How to increase the width of hidden linear layers in Mistral 7B model?

After installing

!pip install -U bitsandbytes
!pip install -U transformers
!pip install -U peft
!pip install -U accelerate
!pip install -U trl

And then some boilerplates to load the Mistral model:

from transformers import AutoModelForCausalLM, AutoTokenizer, BitsAndBytesConfig,HfArgumentParser,TrainingArguments,pipeline, logging
from peft import LoraConfig, PeftModel, prepare_model_for_kbit_training, get_peft_model
from datasets import load_dataset
from trl import SFTTrainer

import torch

bnb_config = BitsAndBytesConfig(  
    load_in_4bit= True,
    bnb_4bit_quant_type= "nf4",
    bnb_4bit_compute_dtype= torch.bfloat16,
    bnb_4bit_use_double_quant= False,
)

base_model="mistralai/Mistral-7B-v0.1"


model = AutoModelForCausalLM.from_pretrained(
        base_model,
        quantization_config=bnb_config,
        torch_dtype=torch.bfloat16,
        device_map="auto",
        trust_remote_code=True,
)
model.config.use_cache = False # silence the warnings
model.config.pretraining_tp = 1
model.gradient_checkpointing_enable()

tokenizer = AutoTokenizer.from_pretrained(base_model, trust_remote_code=True)
tokenizer.padding_side = 'right'
tokenizer.pad_token = tokenizer.eos_token
tokenizer.add_eos_token = True
tokenizer.add_bos_token, tokenizer.add_eos_token

We can see the layers/architecture:

>>> model

[out]:

MistralForCausalLM(
  (model): MistralModel(
    (embed_tokens): Embedding(32000, 4096)
    (layers): ModuleList(
      (0-31): 32 x MistralDecoderLayer(
        (self_attn): MistralAttention(
          (q_proj): Linear4bit(in_features=4096, out_features=4096, bias=False)
          (k_proj): Linear4bit(in_features=4096, out_features=1024, bias=False)
          (v_proj): Linear4bit(in_features=4096, out_features=1024, bias=False)
          (o_proj): Linear4bit(in_features=4096, out_features=4096, bias=False)
          (rotary_emb): MistralRotaryEmbedding()
        )
        (mlp): MistralMLP(
          (gate_proj): Linear4bit(in_features=4096, out_features=14336, bias=False)
          (up_proj): Linear4bit(in_features=4096, out_features=14336, bias=False)
          (down_proj): Linear4bit(in_features=14336, out_features=4096, bias=False)
          (act_fn): SiLU()
        )
        (input_layernorm): MistralRMSNorm()
        (post_attention_layernorm): MistralRMSNorm()
      )
    )
    (norm): MistralRMSNorm()
  )
  (lm_head): Linear(in_features=4096, out_features=32000, bias=False)
)

Is there any way to increase the width size of the Linear4bit layers?

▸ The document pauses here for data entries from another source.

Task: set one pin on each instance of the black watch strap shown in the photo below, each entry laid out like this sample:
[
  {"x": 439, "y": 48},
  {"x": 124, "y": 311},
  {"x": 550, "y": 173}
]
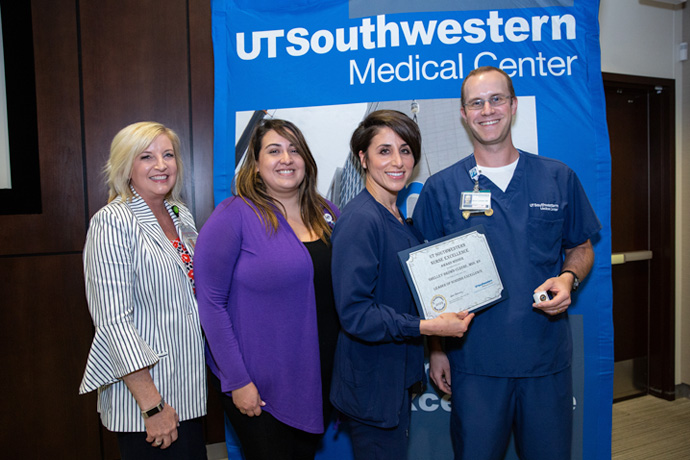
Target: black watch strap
[
  {"x": 576, "y": 280},
  {"x": 154, "y": 410}
]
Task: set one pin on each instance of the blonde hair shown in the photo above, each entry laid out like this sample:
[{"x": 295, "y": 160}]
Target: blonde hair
[
  {"x": 251, "y": 187},
  {"x": 126, "y": 145}
]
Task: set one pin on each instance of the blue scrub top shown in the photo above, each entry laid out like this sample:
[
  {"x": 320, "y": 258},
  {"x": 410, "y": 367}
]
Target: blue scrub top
[{"x": 543, "y": 211}]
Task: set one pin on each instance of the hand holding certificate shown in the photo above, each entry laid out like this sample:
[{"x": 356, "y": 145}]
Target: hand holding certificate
[{"x": 452, "y": 274}]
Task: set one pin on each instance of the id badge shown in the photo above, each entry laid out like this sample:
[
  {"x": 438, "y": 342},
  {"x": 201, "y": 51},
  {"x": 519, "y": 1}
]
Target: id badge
[{"x": 475, "y": 200}]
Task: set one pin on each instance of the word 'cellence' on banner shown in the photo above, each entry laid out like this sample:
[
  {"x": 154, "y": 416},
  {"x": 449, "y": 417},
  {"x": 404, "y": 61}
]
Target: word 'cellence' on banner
[{"x": 326, "y": 64}]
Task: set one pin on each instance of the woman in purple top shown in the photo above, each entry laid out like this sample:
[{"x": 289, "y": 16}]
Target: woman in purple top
[{"x": 267, "y": 312}]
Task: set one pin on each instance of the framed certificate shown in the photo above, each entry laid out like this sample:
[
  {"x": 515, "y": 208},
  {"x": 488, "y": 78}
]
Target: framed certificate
[{"x": 452, "y": 274}]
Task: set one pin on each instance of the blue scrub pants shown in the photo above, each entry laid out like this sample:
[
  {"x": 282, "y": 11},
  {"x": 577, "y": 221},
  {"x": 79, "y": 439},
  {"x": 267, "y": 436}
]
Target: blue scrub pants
[
  {"x": 538, "y": 410},
  {"x": 374, "y": 443}
]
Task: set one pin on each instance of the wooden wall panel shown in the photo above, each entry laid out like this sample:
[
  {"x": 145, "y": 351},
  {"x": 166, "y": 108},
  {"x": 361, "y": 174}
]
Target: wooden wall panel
[
  {"x": 44, "y": 343},
  {"x": 135, "y": 68},
  {"x": 60, "y": 227}
]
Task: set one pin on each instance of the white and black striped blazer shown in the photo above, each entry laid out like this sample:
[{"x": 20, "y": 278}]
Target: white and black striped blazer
[{"x": 144, "y": 312}]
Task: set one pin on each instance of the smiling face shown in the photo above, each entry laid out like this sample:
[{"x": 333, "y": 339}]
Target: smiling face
[
  {"x": 280, "y": 166},
  {"x": 489, "y": 126},
  {"x": 388, "y": 163},
  {"x": 154, "y": 171}
]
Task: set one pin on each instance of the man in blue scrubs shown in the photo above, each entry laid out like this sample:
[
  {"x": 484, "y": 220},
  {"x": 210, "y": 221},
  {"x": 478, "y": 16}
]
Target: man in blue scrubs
[{"x": 511, "y": 372}]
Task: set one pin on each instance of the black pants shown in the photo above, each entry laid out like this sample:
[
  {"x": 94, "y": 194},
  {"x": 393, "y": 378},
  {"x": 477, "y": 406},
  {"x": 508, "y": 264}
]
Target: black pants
[
  {"x": 190, "y": 444},
  {"x": 267, "y": 438}
]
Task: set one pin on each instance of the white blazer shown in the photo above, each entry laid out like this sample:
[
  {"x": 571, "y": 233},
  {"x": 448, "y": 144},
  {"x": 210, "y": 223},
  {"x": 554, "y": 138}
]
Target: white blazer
[{"x": 144, "y": 312}]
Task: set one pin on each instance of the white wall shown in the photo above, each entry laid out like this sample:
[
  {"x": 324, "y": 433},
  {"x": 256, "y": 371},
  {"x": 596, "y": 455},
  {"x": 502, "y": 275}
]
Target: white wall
[{"x": 641, "y": 37}]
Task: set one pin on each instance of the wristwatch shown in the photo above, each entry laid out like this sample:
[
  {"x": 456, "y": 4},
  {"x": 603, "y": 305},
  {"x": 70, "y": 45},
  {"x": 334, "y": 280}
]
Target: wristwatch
[
  {"x": 154, "y": 410},
  {"x": 576, "y": 280}
]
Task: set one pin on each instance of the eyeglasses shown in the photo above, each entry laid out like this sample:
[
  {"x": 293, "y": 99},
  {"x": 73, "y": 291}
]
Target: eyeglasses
[{"x": 494, "y": 101}]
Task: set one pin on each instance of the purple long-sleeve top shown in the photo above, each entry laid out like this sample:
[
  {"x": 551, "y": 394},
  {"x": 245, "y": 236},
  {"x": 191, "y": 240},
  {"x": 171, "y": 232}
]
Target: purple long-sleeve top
[{"x": 256, "y": 304}]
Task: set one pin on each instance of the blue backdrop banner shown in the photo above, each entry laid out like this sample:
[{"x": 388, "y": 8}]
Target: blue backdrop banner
[{"x": 325, "y": 64}]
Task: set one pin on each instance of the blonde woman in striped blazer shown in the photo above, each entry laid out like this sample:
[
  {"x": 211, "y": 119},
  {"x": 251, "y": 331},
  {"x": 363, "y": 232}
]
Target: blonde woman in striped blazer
[{"x": 147, "y": 356}]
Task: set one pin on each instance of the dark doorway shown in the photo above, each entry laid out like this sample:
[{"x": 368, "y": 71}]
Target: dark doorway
[{"x": 640, "y": 116}]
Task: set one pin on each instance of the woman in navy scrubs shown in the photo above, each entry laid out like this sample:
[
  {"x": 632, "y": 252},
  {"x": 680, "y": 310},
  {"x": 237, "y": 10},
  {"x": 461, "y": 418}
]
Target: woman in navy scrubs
[{"x": 380, "y": 355}]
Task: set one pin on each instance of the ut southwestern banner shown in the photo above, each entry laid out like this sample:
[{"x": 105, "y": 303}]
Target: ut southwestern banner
[{"x": 324, "y": 65}]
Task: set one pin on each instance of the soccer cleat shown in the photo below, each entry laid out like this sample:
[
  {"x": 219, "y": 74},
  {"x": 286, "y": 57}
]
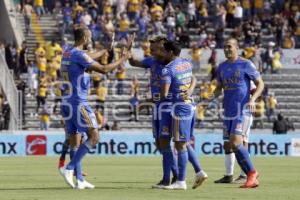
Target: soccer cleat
[
  {"x": 178, "y": 185},
  {"x": 200, "y": 177},
  {"x": 61, "y": 171},
  {"x": 160, "y": 185},
  {"x": 225, "y": 179},
  {"x": 240, "y": 180},
  {"x": 61, "y": 163},
  {"x": 252, "y": 181},
  {"x": 174, "y": 179},
  {"x": 84, "y": 185},
  {"x": 68, "y": 176}
]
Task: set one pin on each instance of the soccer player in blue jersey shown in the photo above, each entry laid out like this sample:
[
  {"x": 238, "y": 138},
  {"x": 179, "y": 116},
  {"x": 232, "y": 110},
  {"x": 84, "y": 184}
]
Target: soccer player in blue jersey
[
  {"x": 78, "y": 115},
  {"x": 177, "y": 79},
  {"x": 234, "y": 76},
  {"x": 161, "y": 128}
]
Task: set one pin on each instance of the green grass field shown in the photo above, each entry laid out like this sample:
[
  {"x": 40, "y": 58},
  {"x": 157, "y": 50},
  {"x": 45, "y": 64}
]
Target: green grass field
[{"x": 122, "y": 178}]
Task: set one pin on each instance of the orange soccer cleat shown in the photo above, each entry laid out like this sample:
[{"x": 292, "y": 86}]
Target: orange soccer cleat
[{"x": 252, "y": 181}]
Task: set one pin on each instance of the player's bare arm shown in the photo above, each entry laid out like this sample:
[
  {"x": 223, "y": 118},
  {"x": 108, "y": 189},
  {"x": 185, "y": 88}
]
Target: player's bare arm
[
  {"x": 95, "y": 66},
  {"x": 259, "y": 89},
  {"x": 97, "y": 54},
  {"x": 191, "y": 89},
  {"x": 164, "y": 91}
]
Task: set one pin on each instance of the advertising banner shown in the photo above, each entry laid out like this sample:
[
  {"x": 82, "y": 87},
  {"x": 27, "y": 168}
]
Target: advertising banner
[{"x": 142, "y": 144}]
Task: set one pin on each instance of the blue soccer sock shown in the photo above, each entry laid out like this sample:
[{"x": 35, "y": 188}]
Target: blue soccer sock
[
  {"x": 168, "y": 162},
  {"x": 193, "y": 158},
  {"x": 182, "y": 162},
  {"x": 243, "y": 158},
  {"x": 174, "y": 167},
  {"x": 76, "y": 160},
  {"x": 64, "y": 150}
]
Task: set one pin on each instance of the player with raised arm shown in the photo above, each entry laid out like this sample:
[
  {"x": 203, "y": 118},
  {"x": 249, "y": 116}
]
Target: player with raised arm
[
  {"x": 177, "y": 79},
  {"x": 161, "y": 128},
  {"x": 77, "y": 113},
  {"x": 234, "y": 76}
]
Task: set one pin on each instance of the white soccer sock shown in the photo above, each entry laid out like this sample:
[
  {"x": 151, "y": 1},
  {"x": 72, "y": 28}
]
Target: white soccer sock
[{"x": 229, "y": 163}]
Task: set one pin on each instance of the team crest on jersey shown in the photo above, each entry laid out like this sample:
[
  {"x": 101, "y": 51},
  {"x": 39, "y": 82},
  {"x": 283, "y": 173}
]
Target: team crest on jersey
[
  {"x": 164, "y": 71},
  {"x": 165, "y": 131},
  {"x": 239, "y": 127},
  {"x": 87, "y": 58}
]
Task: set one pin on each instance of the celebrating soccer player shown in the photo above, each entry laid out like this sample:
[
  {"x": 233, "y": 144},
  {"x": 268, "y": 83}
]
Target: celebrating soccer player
[
  {"x": 234, "y": 76},
  {"x": 77, "y": 113},
  {"x": 177, "y": 79}
]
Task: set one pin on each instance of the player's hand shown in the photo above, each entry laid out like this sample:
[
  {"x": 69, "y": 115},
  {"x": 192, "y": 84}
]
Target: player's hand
[
  {"x": 252, "y": 106},
  {"x": 130, "y": 41},
  {"x": 186, "y": 94}
]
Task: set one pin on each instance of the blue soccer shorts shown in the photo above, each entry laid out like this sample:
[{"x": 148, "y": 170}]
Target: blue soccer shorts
[
  {"x": 79, "y": 118},
  {"x": 238, "y": 126}
]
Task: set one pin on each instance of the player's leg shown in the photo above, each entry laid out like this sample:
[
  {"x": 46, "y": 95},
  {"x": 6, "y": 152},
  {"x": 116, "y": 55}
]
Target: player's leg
[
  {"x": 200, "y": 175},
  {"x": 241, "y": 152},
  {"x": 62, "y": 158},
  {"x": 229, "y": 155},
  {"x": 162, "y": 126},
  {"x": 181, "y": 135},
  {"x": 246, "y": 133},
  {"x": 86, "y": 123}
]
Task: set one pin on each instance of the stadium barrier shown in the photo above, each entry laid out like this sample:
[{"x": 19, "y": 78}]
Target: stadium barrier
[
  {"x": 125, "y": 143},
  {"x": 290, "y": 57}
]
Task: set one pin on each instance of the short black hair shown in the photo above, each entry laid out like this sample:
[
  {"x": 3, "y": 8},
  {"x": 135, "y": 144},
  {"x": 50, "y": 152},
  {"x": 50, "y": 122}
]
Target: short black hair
[
  {"x": 173, "y": 46},
  {"x": 158, "y": 39},
  {"x": 79, "y": 33}
]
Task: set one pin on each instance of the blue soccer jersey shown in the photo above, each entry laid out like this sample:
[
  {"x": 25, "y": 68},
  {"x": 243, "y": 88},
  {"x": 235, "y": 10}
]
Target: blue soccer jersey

E.g. if we want the model to take in another 800 more hidden nodes layer to get

MistralForCausalLM(
  (model): MistralModel(
    (embed_tokens): Embedding(32000, 4896)
    (layers): ModuleList(
      (0-31): 32 x MistralDecoderLayer(
        (self_attn): MistralAttention(
          (q_proj): Linear4bit(in_features=4896, out_features=4896, bias=False)
          (k_proj): Linear4bit(in_features=4896, out_features=1024, bias=False)
          (v_proj): Linear4bit(in_features=4896, out_features=1024, bias=False)
          (o_proj): Linear4bit(in_features=4896, out_features=4896, bias=False)
          (rotary_emb): MistralRotaryEmbedding()
        )
        (mlp): MistralMLP(
          (gate_proj): Linear4bit(in_features=4896, out_features=14336, bias=False)
          (up_proj): Linear4bit(in_features=4896, out_features=14336, bias=False)
          (down_proj): Linear4bit(in_features=14336, out_features=4896, bias=False)
          (act_fn): SiLU()
        )
        (input_layernorm): MistralRMSNorm()
        (post_attention_layernorm): MistralRMSNorm()
      )
    )
    (norm): MistralRMSNorm()
  )
  (lm_head): Linear(in_features=4896, out_features=32000, bias=False)
)

It’s okay if the additional hidden nodes in the Linear4bit be randomly initialized.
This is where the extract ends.